To further gauge the interchangeability of conventional microscopy with digital display
for primary diagnosis, 12 pathologists examined 113 canine naturally occurring mucosal
melanomas exhibiting a wide range of mitotic activity. Design reflected diverse diagnostic
settings and investigated independent location, interpretation, and enumeration of mitotic
figures. Intermodality agreement was assessed employing conventional microscopy (CM40×),
and whole slide image specimens scanned at 20× (WSI20×) and at 40× (WSI40×) objective
magnifications. An aggregate 1647 mitotic figure count observations were available from
conventional microscopy and whole slide images for comparison.

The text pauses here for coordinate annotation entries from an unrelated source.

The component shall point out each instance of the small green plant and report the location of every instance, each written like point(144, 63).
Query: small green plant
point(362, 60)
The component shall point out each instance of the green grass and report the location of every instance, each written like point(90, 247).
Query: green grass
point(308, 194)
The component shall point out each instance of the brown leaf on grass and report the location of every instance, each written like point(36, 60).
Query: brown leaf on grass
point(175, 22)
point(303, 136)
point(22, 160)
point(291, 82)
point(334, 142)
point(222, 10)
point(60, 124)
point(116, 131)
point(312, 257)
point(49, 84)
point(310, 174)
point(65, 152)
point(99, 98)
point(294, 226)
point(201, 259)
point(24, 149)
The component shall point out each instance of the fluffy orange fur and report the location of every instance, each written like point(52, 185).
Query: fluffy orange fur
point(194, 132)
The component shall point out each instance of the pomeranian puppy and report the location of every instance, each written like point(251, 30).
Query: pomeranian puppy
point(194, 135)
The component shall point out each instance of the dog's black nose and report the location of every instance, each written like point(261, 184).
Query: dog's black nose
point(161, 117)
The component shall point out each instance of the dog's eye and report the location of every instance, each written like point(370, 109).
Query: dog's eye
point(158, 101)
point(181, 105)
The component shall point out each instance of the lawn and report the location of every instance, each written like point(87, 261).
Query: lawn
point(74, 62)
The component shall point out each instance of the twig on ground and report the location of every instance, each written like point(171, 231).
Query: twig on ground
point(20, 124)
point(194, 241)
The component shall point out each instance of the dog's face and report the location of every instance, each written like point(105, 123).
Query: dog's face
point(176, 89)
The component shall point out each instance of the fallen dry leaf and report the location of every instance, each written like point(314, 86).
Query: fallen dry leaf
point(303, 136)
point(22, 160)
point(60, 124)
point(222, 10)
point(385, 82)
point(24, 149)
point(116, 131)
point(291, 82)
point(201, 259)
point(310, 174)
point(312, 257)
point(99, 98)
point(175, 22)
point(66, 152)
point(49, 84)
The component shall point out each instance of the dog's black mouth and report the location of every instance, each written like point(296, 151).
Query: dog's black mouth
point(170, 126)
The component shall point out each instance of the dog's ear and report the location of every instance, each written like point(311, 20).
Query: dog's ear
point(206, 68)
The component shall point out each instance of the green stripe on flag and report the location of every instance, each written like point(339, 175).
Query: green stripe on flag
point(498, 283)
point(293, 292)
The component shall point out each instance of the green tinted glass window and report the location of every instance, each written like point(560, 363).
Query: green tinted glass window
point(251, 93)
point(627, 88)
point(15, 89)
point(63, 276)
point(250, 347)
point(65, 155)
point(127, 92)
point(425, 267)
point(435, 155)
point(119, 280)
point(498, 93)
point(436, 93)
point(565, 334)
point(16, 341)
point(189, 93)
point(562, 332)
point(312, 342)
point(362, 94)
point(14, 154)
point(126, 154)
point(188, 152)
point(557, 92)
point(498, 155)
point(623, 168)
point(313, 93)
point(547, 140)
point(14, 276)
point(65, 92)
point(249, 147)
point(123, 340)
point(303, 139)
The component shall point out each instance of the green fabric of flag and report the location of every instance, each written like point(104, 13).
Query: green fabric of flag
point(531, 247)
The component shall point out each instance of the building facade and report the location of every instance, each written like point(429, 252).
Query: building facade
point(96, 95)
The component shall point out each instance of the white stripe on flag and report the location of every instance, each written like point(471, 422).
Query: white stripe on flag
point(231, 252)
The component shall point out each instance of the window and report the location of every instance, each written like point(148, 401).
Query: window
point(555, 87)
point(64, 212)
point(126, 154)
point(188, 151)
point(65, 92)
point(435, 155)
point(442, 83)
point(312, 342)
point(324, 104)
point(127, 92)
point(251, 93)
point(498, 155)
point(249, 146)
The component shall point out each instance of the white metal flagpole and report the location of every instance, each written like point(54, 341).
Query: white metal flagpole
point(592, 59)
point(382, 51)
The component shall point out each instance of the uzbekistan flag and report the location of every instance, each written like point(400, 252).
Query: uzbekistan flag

The intraobserver
concordance rate of paired observations was 0.785 to 0.801; interobserver rate was 0.784
to 0.794. Correlation coefficients between the 2 digital modes, and as compared to
conventional microscopy, were similar and suggest noninferiority among modalities,
including whole slide image acquired at lower 20× resolution. As mitotic figure counts
serve for prognostic grading of several tumor types, including melanoma, 6 of 8
pathologists retrospectively predicted survival prognosis using whole slide images,
compared to 9 of 10 by conventional microscopy, a first evaluation of whole slide image
for mitotic figure prognostic grading. This study demonstrated agreement of replicate
reads obtained across conventional microscopy and whole slide images. Hence, quantifying
mitotic figures served as surrogate histological feature with which to further credential
the interchangeability of whole slide images for primary diagnosis.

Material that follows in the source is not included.